The number of investment trust members in the 2017 Investment Adviser 100 Club has risen sharply, with 18 vehicles making this year’s shortlist.

In the 2016 Club the number had fallen to 12, compared with 19 in 2015, after several trusts focused on Japan, emerging markets and UK smaller companies dropped out. 

However, investment companies have returned to form following a year of strong equity returns. The average investment company has delivered 27 per cent over the past year, data from the Association of Investment Companies (AIC) shows.

Closed-ended funds still retain their stronghold on the UK Equity Income category with three funds in 2017, the same number as last year. 

But the names making the grade this year are completely different (see Page 17). 

Some 10 investment companies in the UK Equity Income space have increased dividends consecutively for 20 years or more, AIC figures show, a factor gaining traction with intermediaries and thereby giving a boost to trusts that perform well.

One area of significant change is in Property. Investment trusts dominate the category in the 2017 shortlist, after what was a difficult period for their open-ended peers. 

July 2016 saw the gating of several of the commercial property Oeics, with a knock-on effect on performance as valuations bore the brunt of the resultant instability and Brexit uncertainty.

Taliesin Property, the only closed-ended vehicle in the category last year, retains its place and is joined by the Picton Capital Property Income and VinaCapital Vinaland trusts.

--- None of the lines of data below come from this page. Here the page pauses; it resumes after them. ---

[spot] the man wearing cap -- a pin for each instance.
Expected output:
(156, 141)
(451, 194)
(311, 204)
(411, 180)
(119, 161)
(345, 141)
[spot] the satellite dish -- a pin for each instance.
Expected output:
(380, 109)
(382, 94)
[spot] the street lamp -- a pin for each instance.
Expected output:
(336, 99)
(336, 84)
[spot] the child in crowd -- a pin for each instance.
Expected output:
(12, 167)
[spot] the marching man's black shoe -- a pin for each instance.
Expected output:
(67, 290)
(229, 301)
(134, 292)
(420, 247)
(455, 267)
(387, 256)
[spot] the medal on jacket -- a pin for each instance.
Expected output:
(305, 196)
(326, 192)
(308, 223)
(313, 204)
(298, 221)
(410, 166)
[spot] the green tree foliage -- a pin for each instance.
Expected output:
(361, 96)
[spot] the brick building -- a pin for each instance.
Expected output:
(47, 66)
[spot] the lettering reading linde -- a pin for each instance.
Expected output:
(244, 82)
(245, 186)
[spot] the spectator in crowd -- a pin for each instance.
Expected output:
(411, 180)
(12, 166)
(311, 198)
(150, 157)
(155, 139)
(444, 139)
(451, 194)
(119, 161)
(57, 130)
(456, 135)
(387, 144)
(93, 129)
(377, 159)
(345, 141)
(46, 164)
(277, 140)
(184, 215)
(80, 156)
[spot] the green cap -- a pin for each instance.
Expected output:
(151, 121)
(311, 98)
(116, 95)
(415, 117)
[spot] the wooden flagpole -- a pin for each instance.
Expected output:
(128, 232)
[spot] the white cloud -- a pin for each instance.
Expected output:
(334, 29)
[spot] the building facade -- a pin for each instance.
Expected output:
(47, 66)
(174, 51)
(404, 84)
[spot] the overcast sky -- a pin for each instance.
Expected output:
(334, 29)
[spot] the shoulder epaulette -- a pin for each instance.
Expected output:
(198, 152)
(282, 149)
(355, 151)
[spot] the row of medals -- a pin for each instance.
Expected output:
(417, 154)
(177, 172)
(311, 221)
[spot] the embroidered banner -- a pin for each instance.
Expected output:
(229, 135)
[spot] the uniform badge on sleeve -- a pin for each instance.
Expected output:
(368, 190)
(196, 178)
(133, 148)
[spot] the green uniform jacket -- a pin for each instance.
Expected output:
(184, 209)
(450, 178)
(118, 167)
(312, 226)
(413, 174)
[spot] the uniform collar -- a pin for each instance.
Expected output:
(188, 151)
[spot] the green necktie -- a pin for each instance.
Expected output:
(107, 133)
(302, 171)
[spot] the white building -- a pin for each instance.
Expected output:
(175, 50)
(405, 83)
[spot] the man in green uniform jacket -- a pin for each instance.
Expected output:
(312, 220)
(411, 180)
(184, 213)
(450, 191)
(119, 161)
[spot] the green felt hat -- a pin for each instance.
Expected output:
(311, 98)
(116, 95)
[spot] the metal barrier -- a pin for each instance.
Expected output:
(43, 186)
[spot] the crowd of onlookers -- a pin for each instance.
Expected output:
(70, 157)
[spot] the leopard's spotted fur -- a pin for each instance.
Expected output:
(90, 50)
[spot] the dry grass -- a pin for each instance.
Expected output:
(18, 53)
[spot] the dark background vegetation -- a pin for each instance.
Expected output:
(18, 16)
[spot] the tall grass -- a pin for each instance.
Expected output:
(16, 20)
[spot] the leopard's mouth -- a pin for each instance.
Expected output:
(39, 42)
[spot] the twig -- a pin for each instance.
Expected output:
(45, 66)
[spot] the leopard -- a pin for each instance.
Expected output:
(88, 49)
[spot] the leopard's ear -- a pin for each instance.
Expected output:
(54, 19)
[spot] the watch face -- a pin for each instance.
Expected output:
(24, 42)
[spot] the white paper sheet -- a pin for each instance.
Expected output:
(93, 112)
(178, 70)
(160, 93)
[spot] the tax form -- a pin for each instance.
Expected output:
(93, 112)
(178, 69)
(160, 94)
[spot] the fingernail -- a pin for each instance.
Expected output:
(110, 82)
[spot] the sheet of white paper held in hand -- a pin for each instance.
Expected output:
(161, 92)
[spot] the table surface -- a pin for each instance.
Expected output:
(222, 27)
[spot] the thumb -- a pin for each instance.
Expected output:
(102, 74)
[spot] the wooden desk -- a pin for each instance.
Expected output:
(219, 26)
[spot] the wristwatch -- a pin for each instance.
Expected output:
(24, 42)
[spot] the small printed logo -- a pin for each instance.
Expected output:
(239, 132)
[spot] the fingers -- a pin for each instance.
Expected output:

The situation has reignited the debate over the suitability of the open-ended structure for an investment as illiquid as property. 

While Oeic managers will highlight how well investors were protected, the FCA and Bank of England have begun studying the space in more detail.

Annabel Brodie-Smith, communications director at the AIC, says: “It’s not surprising that investment companies continue to feature strongly in the Property and UK Equity Income sectors as the structure has clear benefits in these areas.

“This has been clearly demonstrated by the strong performance of property investment companies in comparison to the problems suffered by the open-ended property sector last year.”

But it is the ground made in the traditional equity space that is behind the sharp rise in the number of closed–ended vehicles in the 2017 100 Club. 

In the 2016 shortlist, the Japanese and European Equity categories contained no investment companies, while UK Smaller Companies only had one, from Invesco Perpetual. However, this year BlackRock Smaller Companies and the Rights and Issues trust have entered the UK small-cap group.

In Japan, the Baillie Gifford Japan Trust and Schroder Japan Growth join the category, while Janus Henderson’s John Bennett and Ollie Beckett see their value and small-cap trusts enter the European space. 

There are now two trusts in the Global Equity category, up from one, with the Baillie Gifford duo Edinburgh Worldwide and Scottish Mortgage joining three open-ended vehicles.

“It’s encouraging to see more investment companies from the Japan and UK Smaller Companies sectors enter the Investment Adviser 100 Club,” Ms Brodie-Smith says. 

“The Japan sector has been performing strongly, up 23 per cent over the past year, making full use of the investment company structure with an average of 14 per cent gearing in place.

“It’s been a barnstorming year for the UK Smaller Companies sector, up 49 per cent over the past year as smaller companies bounced back from the Brexit buffeting a year ago.”